The NYC Bird Alliance says all of its Black Birders Week events are free, with registration encouraged and only one event requiring advance sign-up. Black Birders Week participants receive guides and binoculars and learn to identify species, slow down, and observe.
For 2026, Black AF In STEM says the week’s theme is “Flyways & Freedom: Advocacy, Action, and the Future,” with Laridae — gulls, skimmers, noddies, and terns — serving as the bird family of the year. On its face, that might sound unusual in a city where gulls are often dismissed as background noise, but the choice is deliberate.
“We’re looking at migration patterns and how effective conservation needs to consider both how birds migrate and how human migration affects that,” Black AF In STEM 2026 planning team member Ade Ben-Sal told the AmNews. “And not just the movement of humans themselves, but also the political and social restrictions on that movement and how that also affects both humans and birds.”

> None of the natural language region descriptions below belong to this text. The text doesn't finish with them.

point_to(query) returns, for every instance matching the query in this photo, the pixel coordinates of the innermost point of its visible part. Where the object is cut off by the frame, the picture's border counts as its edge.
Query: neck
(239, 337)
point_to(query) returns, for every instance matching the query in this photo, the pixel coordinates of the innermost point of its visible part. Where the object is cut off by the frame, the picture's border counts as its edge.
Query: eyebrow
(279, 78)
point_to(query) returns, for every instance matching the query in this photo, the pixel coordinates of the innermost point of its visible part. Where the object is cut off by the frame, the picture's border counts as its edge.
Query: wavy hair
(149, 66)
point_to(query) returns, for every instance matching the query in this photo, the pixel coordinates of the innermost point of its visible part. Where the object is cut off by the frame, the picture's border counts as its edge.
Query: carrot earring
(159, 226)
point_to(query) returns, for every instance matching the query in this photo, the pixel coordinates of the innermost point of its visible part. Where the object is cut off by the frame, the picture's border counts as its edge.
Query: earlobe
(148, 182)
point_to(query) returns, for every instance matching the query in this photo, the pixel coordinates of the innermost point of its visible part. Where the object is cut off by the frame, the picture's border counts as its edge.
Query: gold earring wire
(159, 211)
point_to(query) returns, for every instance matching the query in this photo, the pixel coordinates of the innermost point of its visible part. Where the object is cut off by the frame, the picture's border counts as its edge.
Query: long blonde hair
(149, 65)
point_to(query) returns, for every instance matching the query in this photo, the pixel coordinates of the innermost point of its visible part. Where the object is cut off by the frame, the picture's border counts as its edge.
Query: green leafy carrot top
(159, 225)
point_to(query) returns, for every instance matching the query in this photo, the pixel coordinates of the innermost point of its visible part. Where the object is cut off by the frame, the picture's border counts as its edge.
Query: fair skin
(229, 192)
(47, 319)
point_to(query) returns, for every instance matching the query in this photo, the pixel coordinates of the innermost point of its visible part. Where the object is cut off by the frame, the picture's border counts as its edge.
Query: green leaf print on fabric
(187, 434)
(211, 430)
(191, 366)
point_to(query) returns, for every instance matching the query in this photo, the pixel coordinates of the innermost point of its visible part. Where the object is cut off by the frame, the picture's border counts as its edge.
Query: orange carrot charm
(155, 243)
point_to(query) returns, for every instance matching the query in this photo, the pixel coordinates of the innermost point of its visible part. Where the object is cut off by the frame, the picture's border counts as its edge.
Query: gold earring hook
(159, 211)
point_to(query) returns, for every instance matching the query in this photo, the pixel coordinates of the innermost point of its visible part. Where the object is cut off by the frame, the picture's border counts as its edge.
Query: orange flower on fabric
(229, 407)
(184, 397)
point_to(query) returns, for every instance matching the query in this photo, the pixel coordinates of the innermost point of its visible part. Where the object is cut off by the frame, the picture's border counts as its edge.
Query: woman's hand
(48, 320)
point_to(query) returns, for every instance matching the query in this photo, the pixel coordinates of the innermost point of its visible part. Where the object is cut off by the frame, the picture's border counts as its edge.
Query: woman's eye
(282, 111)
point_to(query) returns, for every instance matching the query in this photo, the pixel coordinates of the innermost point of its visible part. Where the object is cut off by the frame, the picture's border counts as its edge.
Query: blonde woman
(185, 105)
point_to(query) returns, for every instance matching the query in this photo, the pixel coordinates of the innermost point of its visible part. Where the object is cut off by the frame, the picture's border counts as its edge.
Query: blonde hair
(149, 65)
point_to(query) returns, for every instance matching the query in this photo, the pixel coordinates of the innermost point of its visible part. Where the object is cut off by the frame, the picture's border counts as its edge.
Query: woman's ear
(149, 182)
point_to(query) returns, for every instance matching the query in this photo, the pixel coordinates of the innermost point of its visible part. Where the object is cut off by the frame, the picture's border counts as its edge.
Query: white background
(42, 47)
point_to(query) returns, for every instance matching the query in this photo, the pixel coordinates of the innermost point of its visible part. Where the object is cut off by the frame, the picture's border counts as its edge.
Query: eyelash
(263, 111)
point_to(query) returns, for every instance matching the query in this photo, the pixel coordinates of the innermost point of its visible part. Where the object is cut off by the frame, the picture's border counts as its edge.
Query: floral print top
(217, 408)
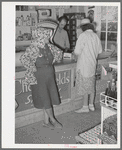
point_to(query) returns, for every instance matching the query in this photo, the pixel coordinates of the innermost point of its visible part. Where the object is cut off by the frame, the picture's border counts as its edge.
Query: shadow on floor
(73, 123)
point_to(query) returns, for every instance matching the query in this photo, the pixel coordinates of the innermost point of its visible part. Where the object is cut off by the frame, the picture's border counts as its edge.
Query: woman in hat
(61, 38)
(38, 60)
(88, 49)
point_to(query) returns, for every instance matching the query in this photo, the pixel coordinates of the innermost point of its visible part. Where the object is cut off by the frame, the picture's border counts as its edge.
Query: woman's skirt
(45, 93)
(84, 85)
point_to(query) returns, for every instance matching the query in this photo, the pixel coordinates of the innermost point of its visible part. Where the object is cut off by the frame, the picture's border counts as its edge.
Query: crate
(108, 101)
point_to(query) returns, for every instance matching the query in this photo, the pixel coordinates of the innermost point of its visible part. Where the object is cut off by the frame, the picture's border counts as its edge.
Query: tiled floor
(73, 124)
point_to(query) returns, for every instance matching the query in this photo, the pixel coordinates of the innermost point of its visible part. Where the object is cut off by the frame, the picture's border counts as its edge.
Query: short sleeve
(80, 44)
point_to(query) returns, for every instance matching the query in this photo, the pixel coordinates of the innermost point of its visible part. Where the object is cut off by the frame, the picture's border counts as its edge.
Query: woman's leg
(53, 119)
(85, 105)
(46, 117)
(91, 102)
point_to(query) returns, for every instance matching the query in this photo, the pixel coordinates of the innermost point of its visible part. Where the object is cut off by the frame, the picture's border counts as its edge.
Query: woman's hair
(87, 27)
(63, 18)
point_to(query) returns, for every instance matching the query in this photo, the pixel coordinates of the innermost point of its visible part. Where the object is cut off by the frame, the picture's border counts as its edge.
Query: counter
(65, 77)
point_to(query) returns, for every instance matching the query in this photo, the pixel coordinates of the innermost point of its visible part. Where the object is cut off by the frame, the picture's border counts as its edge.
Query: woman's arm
(104, 55)
(26, 59)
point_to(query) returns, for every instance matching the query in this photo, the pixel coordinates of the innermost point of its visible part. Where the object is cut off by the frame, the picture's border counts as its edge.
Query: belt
(45, 65)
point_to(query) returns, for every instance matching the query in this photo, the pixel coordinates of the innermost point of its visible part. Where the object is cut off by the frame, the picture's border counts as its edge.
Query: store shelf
(23, 43)
(108, 101)
(113, 64)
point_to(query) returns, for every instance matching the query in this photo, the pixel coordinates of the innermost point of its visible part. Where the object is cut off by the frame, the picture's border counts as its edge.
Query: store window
(109, 23)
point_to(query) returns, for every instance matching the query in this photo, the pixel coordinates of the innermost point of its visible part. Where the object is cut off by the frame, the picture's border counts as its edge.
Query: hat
(83, 22)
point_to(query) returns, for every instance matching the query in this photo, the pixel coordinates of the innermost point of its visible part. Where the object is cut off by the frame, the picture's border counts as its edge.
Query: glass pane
(112, 26)
(103, 12)
(103, 25)
(112, 13)
(111, 36)
(103, 36)
(111, 45)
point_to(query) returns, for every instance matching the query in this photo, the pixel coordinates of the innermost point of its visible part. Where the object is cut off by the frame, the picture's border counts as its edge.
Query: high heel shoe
(83, 110)
(48, 125)
(57, 124)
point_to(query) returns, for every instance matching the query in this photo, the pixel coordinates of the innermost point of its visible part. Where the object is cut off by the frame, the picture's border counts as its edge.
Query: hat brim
(79, 27)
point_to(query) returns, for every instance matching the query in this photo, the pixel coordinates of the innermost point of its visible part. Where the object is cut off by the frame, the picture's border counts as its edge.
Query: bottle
(27, 18)
(113, 87)
(22, 20)
(19, 21)
(108, 88)
(116, 91)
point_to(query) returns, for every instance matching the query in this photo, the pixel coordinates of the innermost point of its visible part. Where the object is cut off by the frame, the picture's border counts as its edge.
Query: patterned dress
(40, 74)
(88, 46)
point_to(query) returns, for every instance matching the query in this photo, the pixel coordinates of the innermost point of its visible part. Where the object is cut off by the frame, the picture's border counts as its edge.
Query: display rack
(108, 108)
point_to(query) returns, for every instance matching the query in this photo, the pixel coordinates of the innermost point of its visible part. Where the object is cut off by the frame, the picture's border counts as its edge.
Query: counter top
(113, 64)
(65, 62)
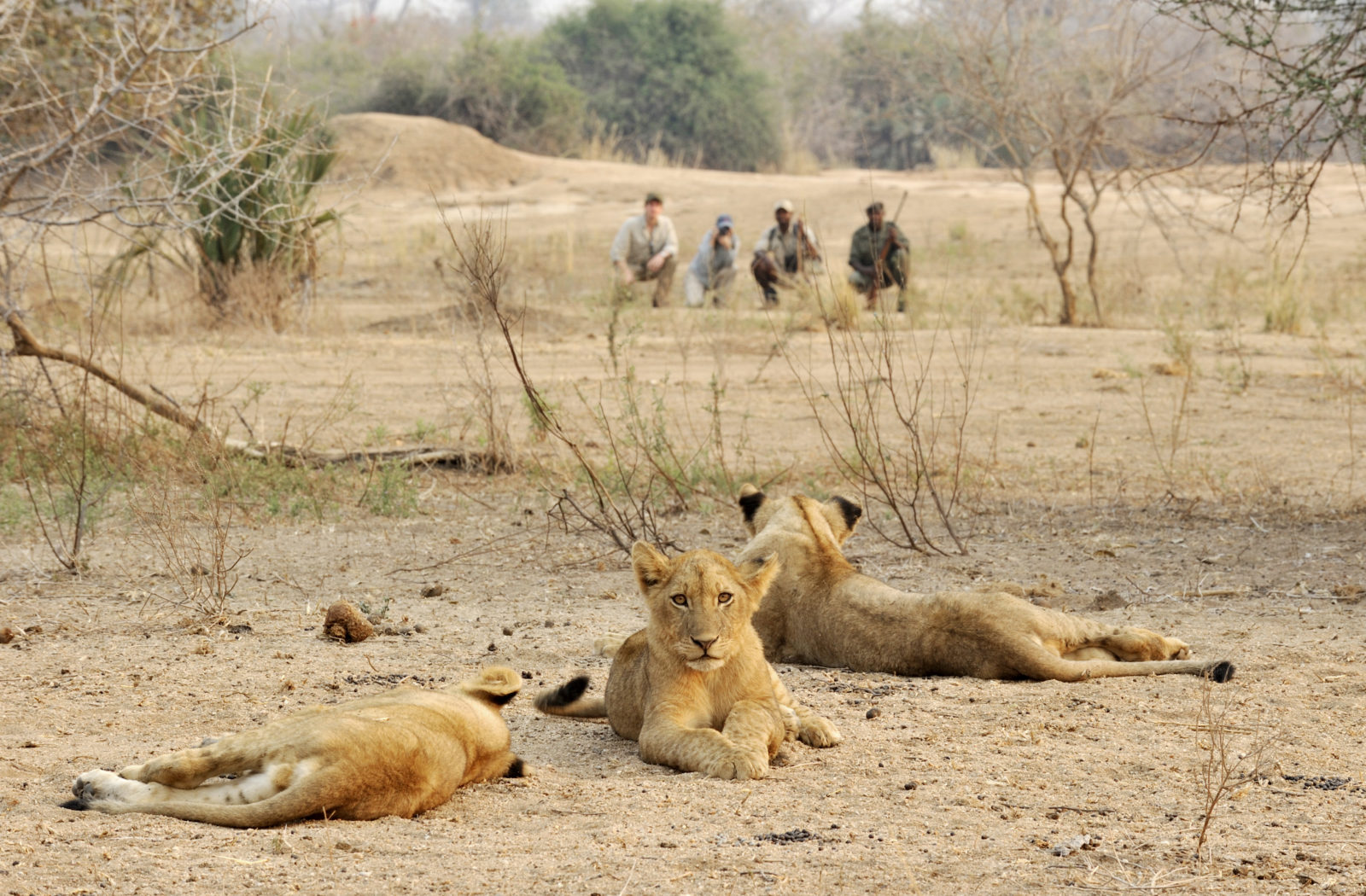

The “Flyways & Freedom” theme draws a line between migration routes, ecological survival, and the politics of movement: who gets to move safely, who is stopped, who is displaced, and who is welcomed. For people of African descent, that idea also looks at the African diaspora and how migration is not an abstraction. It is a reference to history, survival, rupture, adaptation, forced movement, chosen movement, and the work of making home across borders and coastlines. Ben-Sal said gulls and their relatives are useful not only because they are familiar and underestimated, but because they physically connect shorelines and continents in ways that mirror a broader Black global story.
“They’re very resourceful, and there’s a good variety of them that are sort of pan-oceanic, if you will. So people in different parts of Europe and West Africa will have seen them, or we’ll see the same species as we’re seeing here in the Americas, and then some species migrate up and down the coast of each hemisphere. So it’s sort of connecting Black folks across much of our diaspora globally.”